Во всяком случае, пока он не добрался до последней дорожки. Тогда уж я обратил внимание. Потому что на последней дорожке был «Пурпурный дождь». И как только первый струнный аккорд заполнил комнату, оттенив голоса с автоответчика, я вдруг снова стал самим собой, а Ханна - Ханной. И я вспомнил, как в первый раз сравнил ее с этой песней. Это было в субботу днем, мы были на кухне, готовили чай, чтобы взять с собой в постель (да, это была именно такая суббота). Я стоял у нее за спиной и обнимал ее, мы ждали, когда закипит чайник, и тут по радио раздались аккорды из «Пурпурного дождя». Я прижался лицом к ее шее и вдыхал ее чудесный запах, она была так же прекрасна, как эти аккорды, и это вдруг стало мне так очевидно, что я, не успев понять, что произошло, сказал ей об этом.
Пока играла музыка, заглушая наши голоса на автоответчике, я думал о жарком до боли дне в Грин-парке семь лет назад, когда мы не успевали съесть мороженое, потому что оно таяло. Думал о выпускном вечере в колледже, о том, как от вида Ханны у меня перехватило дыхание. Думал о субботнем дне в «Уотерстоуне»[49], - она нежно поцеловала меня в плечо, пока мы ждали, когда продавец считает штрих-код с какой-то чертовой книги.
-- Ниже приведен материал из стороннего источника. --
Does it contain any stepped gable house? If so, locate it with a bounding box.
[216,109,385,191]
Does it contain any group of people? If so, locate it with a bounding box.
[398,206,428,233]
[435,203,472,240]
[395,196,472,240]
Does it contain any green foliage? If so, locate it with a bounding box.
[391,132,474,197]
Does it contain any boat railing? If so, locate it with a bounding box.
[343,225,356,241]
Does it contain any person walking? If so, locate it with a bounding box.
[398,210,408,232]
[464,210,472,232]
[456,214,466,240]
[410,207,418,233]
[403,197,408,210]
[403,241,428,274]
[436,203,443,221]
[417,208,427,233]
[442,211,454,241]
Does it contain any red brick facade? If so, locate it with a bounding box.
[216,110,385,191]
И я заплакал, это были слезы умиротворения и утешения, и я никогда так не плакал.
А потом я понял.
Меня так и подмывает сесть и рассказать вам, что жизнь иногда дает понять, что вы идете вперед, что одна глава вашей жизни окончена и начинается другая. Впрочем, это разговоры для шестидесятивосьмилетних, а не двадцативосьмилетних. Но могу сказать, что именно в этот момент и случилось это «иногда». Пока я сидел, слушая голос Ханны, «Пурпурный дождь» просочился сквозь наши слова и превратился в сонм воспоминаний и миллион надежд, и я понял, что Ханна и есть моя единственная.
Когда зазвучали финальные аккорды, наш разговор заканчивался. До конца оставалось две минуты и восемь секунд. Я это знаю, потому что сидел и смотрел, как плеер отсчитывает время. Вот я поблагодарил за ужин, Ханна сказала что-то про сериал, а вот фортепьяно и струнные взяли последние ноты. А потом мы повесили трубки, я остался один на пепелище, и по моей щеке тихо скатилась последняя слеза.
Зажужжал плеер, и все замолкло. Мне нужно было позвонить в пару мест. Я взял трубку и набрал номер.
Тим, в халате, еле продравший глаза, - не самое приятное зрелище в два часа ночи.
- Это что, не может подождать до утра?
- Заткнись и дай мне выпить. Чего-нибудь покрепче.
Пока он готовил выпить, я опустился на колени у телевизора и вытащил из хранилища хартию. Потом встал и снял плакат. «Последний раз, Аль, - сказал я, кладя его на пол. - Последний раз, а потом все будет кончено. Больше никакой канители вокруг «Человека со шрамом». Я прикнопил хартию к стене.